Non era un terreno facile ma il Presidente Dall'Olio, invitato a parlare di caccia alla trasmissione Mattina in famiglia domenica 26 settembre, se l'è proprio cavata. Già perchè ogni volta che la caccia entra in tv, per forza di cose, lo deve fare partendo da zero. Bisogna spiegare come e perchè si può cacciare in Italia (a dimostrazione di come poco si conosca l'argomento nel nostro paese) ed allontanare le infamanti accuse che quotidianamente le vengono rivolte, argomentando con fatti e dati alla mano. E questo è il problema dei problemi, che finora non è stato risolto. In studio con il Presidente di Federcaccia oltre ai conduttori Tiberio Timperi e Miriam Leone, c'erano Marina Ripa di Meana e Massimo Vitturi della Lav.
“E' una lotta impari” ha più volte sostenuto Ripa di Meana, intervenuta, ci pare di aver capito, come opinionista e rappresentante del mondo animalista radical shic, cadendo spesso nelle più banali contraddizioni. Vitturi ha invece puntato sulla condanna recentemente inferta all'Italia per la mancata applicazione dei principi europei, per cui ha paventato un prelievo dalle casse dello Stato e di tutti gli italiani (tranquilli, non è vero come ha sostenuto l'animalista, che dovremo pagare. Al momento non c'è da pagare niente! n.d.r) e sull'accesso dei cacciatori nei fondi privati, regolato da una norma, la 842, secondo lui deprecabile perchè viola il diritto di proprietà.
In realtà la 842 ha risposto ad un principio di democratizzazione della caccia, ha ribadito il Presidente Dall'Olio.

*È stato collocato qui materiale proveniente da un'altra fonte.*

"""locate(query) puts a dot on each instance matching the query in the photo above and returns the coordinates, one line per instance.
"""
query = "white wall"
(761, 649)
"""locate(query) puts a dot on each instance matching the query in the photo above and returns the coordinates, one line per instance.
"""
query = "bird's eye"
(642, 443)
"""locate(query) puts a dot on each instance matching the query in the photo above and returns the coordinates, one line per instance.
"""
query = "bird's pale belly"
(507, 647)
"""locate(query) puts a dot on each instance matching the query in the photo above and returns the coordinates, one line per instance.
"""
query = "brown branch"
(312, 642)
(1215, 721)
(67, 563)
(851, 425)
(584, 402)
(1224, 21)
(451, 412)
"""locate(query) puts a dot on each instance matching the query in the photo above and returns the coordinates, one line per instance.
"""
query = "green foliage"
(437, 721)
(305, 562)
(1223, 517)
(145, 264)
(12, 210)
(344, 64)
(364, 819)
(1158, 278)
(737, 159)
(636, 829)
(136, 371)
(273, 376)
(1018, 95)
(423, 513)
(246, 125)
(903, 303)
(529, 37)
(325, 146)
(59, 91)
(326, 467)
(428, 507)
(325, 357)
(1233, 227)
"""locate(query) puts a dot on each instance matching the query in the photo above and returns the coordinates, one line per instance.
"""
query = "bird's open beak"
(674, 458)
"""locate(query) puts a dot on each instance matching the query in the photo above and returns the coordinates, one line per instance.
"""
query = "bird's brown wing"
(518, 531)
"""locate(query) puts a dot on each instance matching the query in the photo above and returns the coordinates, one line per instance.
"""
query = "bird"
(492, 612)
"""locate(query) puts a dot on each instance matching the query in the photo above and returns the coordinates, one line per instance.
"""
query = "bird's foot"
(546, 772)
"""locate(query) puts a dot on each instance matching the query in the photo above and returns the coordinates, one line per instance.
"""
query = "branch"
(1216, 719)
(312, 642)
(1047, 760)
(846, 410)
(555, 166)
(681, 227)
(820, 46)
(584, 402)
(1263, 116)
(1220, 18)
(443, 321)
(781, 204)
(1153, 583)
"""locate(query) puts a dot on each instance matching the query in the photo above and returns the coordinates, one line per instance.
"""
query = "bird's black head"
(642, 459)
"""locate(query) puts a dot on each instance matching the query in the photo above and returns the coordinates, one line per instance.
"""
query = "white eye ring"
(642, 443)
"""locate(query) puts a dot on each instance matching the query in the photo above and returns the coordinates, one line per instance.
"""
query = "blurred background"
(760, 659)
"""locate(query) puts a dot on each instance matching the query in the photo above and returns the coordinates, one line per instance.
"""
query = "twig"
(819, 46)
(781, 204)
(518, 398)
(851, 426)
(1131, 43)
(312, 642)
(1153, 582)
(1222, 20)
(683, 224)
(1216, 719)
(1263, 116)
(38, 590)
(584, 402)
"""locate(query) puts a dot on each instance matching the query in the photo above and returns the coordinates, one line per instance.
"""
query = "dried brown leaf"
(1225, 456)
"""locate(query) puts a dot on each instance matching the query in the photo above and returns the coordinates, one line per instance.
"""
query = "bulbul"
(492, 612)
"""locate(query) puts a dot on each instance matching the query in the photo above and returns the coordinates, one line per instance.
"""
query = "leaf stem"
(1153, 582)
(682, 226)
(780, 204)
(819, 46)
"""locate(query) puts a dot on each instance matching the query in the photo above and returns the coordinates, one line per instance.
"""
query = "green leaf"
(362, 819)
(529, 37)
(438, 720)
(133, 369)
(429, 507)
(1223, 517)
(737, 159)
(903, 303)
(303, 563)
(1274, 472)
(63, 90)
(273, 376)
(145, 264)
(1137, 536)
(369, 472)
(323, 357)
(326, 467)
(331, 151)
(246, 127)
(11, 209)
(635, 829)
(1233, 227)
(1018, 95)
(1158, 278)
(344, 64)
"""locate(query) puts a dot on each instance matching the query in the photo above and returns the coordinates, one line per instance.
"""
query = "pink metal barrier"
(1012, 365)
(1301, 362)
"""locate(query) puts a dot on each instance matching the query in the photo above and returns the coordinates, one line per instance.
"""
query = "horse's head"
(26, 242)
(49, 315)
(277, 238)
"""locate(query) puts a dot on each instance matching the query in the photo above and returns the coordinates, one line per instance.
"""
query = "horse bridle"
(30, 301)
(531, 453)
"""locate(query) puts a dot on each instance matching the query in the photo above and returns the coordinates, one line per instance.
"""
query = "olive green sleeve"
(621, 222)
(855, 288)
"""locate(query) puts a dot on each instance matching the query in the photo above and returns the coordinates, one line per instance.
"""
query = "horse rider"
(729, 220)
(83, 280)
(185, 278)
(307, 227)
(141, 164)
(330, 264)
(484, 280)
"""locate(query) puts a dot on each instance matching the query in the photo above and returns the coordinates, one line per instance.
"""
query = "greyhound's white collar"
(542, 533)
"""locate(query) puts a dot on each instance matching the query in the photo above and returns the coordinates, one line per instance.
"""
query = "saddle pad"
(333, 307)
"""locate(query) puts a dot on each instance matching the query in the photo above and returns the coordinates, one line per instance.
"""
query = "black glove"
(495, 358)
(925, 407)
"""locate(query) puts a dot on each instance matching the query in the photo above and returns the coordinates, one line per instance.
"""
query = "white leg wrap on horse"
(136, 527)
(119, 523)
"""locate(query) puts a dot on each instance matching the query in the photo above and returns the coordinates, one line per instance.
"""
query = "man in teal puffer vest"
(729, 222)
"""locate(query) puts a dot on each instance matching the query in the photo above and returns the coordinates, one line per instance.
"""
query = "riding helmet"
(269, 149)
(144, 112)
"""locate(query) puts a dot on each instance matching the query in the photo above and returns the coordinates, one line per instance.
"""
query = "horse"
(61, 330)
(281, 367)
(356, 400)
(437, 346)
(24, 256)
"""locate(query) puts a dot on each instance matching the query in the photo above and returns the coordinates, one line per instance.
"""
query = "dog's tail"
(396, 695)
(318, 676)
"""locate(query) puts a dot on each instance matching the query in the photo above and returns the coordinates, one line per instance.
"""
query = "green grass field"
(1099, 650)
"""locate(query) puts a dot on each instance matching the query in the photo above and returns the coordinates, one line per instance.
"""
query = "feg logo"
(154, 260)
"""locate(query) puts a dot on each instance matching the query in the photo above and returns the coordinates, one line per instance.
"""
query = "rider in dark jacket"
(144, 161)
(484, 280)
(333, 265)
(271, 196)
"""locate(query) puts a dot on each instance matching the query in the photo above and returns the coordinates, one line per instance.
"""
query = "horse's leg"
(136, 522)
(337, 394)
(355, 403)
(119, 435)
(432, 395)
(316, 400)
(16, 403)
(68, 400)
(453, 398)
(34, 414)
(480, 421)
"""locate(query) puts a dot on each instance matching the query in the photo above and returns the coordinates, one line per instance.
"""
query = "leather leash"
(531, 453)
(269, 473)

Nel '42, ha spiegato, “ha risolto un problema annoso” visto che il proprietario di un terreno poteva esercitare lo ius prohivendi ed impedire l'accesso sui propri terreni. Va da sé che questa modifica ha “disciplinato e liberalizzato l'esercizio della caccia”. “L'accesso alla selva è permesso in tutti i paesi” ha detto Dall'Olio. Lo stato non ha fatto altro, in realtà che ribadire che nessuno può arrogarsi il diritto di proprietà sulla selvaggina, nemmeno gli animalisti come Ripa di Meana, che da proprietaria di una porzione di bosco in Umbria, si è lasciata scappare di essere preoccupata per i “propri” animali.
Dall'Olio ha avuto modo di spiegare che la caccia di oggi dev'essere compatibile con le risorse faunistiche e che la maggioranza degli italiani è favorevole ad una caccia normata e sostenibile. Come dimostra la ricerca di Finzi, ha considerato Dall'Olio, gli italiani conoscono poco e male l'argomento anche perchè si è parlato troppe volte (con la complicità dei media ndr) di caccia selvaggia, che, visto che da noi le leggi ci sono e sono tra le più restrittive a livello europeo, non esiste.
Durante la trasmissione si è parlato anche dell'importanza economica del settore sia per i settori produttivi (45 mila posti di lavoro, di cui solo 3.800 nella produzione di armi per la caccia) che per le finanze dello stato (173 euro per il porto d'armi più le tasse regionali che vanno dai 54 euro in Lombardia ai 150 in Emilia Romagna). Non solo, grazie anche all'intervento di Stefano D'Ambrosi, del Ministero delle Politiche Agricole, in studio, si è parlato dell'indotto turistico e dell'apporto dell'attività venatoria ai problemi dell'agricoltura. “Sia in Europa che in Italia – ha detto D'Ambrosi - la caccia ormai si intende come realtà sostenibile”.
Un suggerimento ci permettiamo di fare a Timperi: quando cita dei dati, verifichi prima la fonte. Non è vero che i referendum sono stati vinti dagli ambientalisti, come gli ha suggerito il solito contaballe. In particolare, il referendum del '90 promosso dai radicali e sostenuto da tutte le sigle animaliste-ambientaliste, andò fallito perchè non si raggiunse il quorum. Se queste sono vittorie, fate pure, signori radical-ambientalisti alla Marina Ripa di Meana, ex Lante della Rovere. Ma non continuate a vendere fumo.